The chief proponents of the "personal responsibility" solution cleverly refer to themselves as "The Center for Consumer Freedom." This is an ironic, if not completely misleading, name when you realize that they are financed by the food and beverage industries to act as a third-party defense. As valiant defenders of consumer freedom they aggressively squelch any attempt to hold Big Business to account for saturating the marketplace with potentially harmful products.
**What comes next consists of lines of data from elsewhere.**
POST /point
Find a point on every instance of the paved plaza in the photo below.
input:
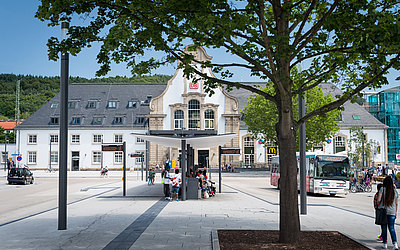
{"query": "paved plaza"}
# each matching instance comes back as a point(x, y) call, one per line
point(102, 219)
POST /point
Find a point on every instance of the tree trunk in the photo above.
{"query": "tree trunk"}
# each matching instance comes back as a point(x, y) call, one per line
point(289, 211)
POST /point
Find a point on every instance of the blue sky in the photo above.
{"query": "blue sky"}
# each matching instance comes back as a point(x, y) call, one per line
point(24, 51)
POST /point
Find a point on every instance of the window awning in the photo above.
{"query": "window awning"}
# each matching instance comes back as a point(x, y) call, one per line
point(209, 141)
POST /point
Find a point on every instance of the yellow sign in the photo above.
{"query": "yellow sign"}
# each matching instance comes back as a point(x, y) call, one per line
point(272, 150)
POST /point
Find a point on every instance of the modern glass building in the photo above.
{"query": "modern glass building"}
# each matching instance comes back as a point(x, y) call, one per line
point(385, 106)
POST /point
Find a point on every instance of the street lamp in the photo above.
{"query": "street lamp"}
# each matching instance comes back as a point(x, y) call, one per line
point(50, 154)
point(63, 147)
point(5, 153)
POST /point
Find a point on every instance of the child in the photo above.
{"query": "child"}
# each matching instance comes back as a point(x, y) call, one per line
point(376, 204)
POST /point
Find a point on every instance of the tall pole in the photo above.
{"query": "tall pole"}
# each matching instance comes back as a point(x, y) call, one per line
point(183, 163)
point(302, 148)
point(63, 149)
point(50, 152)
point(362, 143)
point(146, 159)
point(219, 169)
point(5, 153)
point(124, 174)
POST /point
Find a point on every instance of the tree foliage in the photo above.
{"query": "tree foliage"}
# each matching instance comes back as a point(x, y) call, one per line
point(350, 43)
point(261, 116)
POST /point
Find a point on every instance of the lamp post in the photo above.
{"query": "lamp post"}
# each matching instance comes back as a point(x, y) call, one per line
point(63, 149)
point(50, 153)
point(5, 153)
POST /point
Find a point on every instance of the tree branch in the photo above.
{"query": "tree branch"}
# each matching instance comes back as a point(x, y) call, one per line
point(221, 81)
point(267, 45)
point(336, 104)
point(310, 34)
point(304, 21)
I mean, really, how could a consumer ever exercise his or her personal freedom without junk food marketers spending upwards of ten billion dollars a year to influence that "freedom"? Somehow the CCF has come to the conclusion that our freedom as consumers hinges on the industries unimpeded right to manipulate our environment, making their product the most recognizable, most inexpensive, and most importantly, the most unavoidable option. It's no coincidence that in most parts of the country, fast food outlets outnumber healthy options four to one. This is another fact that would be foolish for anyone to take personal responsibility for.

What we can take do to stem the problem, however, is to do what we can to educate policy-makers to do what is necessary to turn back the tide of this costly epidemic. And that is something I am willing to take personal responsibility for.